The UK’s FTSE 100 (.FTSE) led the loss in Europe with a 1.1% decline. Low-cost airline easyJet (EZJ.L) slumped nearly 14% as it tapped on shareholders for £ 1.2 billion ($ 1.66 billion). The broader travel sector was down 1.8%.

MSCI’s broadest index for Asia Pacific stocks (.MIAP00000PUS) was last down 1% in what would be its worst daily performance since August 19, when markets last decided they were concerned the Federal Reserve was getting its massive Restricts asset purchase program.

U.S. stock futures, the S&P 500 e-minis, fell 0.25% after Apple and Facebook slumped on Wednesday and a Federal Reserve policymaker urged the central bank to proceed with its own plans to wind down stimulus programs .

“The global story looks weak and is being hit by the Delta variant and concerns that the Fed may still be tapering,” said Rob Carnell Asia Head of Research at ING. “It’s a disturbing combination of things.”

China fear also played a big role in the declines in Asia on Thursday.

Hong Kong (.HSI) was among the biggest losers, with a 2.02% loss dragged down by Chinese technology stocks after Chinese authorities told gambling companies false tendencies like “money only” and “only on the traffic ”.

This hurt companies with large gaming companies, and Tencent (0700.HK) fell 6%, Bilibili (9626.HK) lost 6.6% and NetEase (9999.HK) lost 7.4%.

There was also more trouble for the country’s most heavily indebted real estate giant, Evergrande (3333.HK).

According to media reports, the company would suspend some interest payments on loans and payments to its wealth management products would weigh on its shares, which fell more than 10%. The bond, traded in Shenzhen in January 2023, has been halted after falling more than 20%. Continue reading

The Korean kopsi (.KS11) fell 1.5%, also under pressure from regulatory scrutiny from local tech companies. In the case of Korea, fintech names like Kakao Corp (035720.KS) were in the spotlight, down 7.2% and Naver Corp (035720.KS), down 6.9%.

Australia (.AXJO) lost nearly 2% after headcount showed a sharp downsizing in the first half of August.

It was quieter on the commodity markets. Oil prices remained stable as production in the U.S. Gulf of Mexico slowly resumed after Hurricane Ida, while aluminum hit a 13-year high, in part in response to a coup in Guinea, one of the world’s leading bauxite producers.
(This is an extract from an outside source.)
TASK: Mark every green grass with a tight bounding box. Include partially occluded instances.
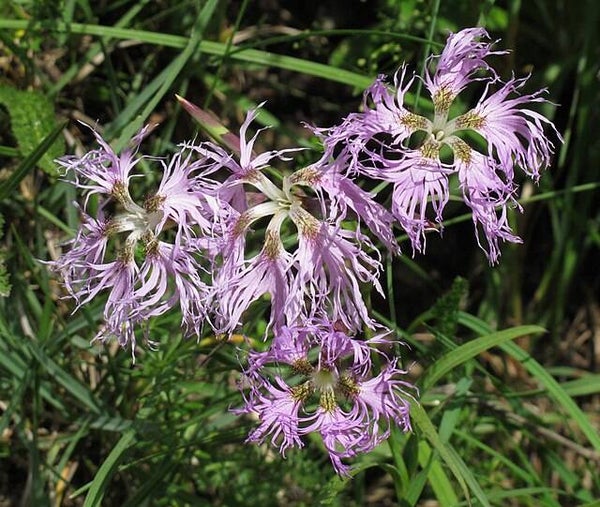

“The political unrest in Guinea has significantly increased the risk of disruption. At the same time, electricity shortages and environmental measures are limiting production in China, ”said ANZ analysts in a press release.

Evergrande’s bonds collapse due to concerns about default

($ 1 = 0.7246 pounds)

Reporting by Marc Jones. Adaptation by Jane Merriman

Our Standards: The Thomson Reuters Trust Principles.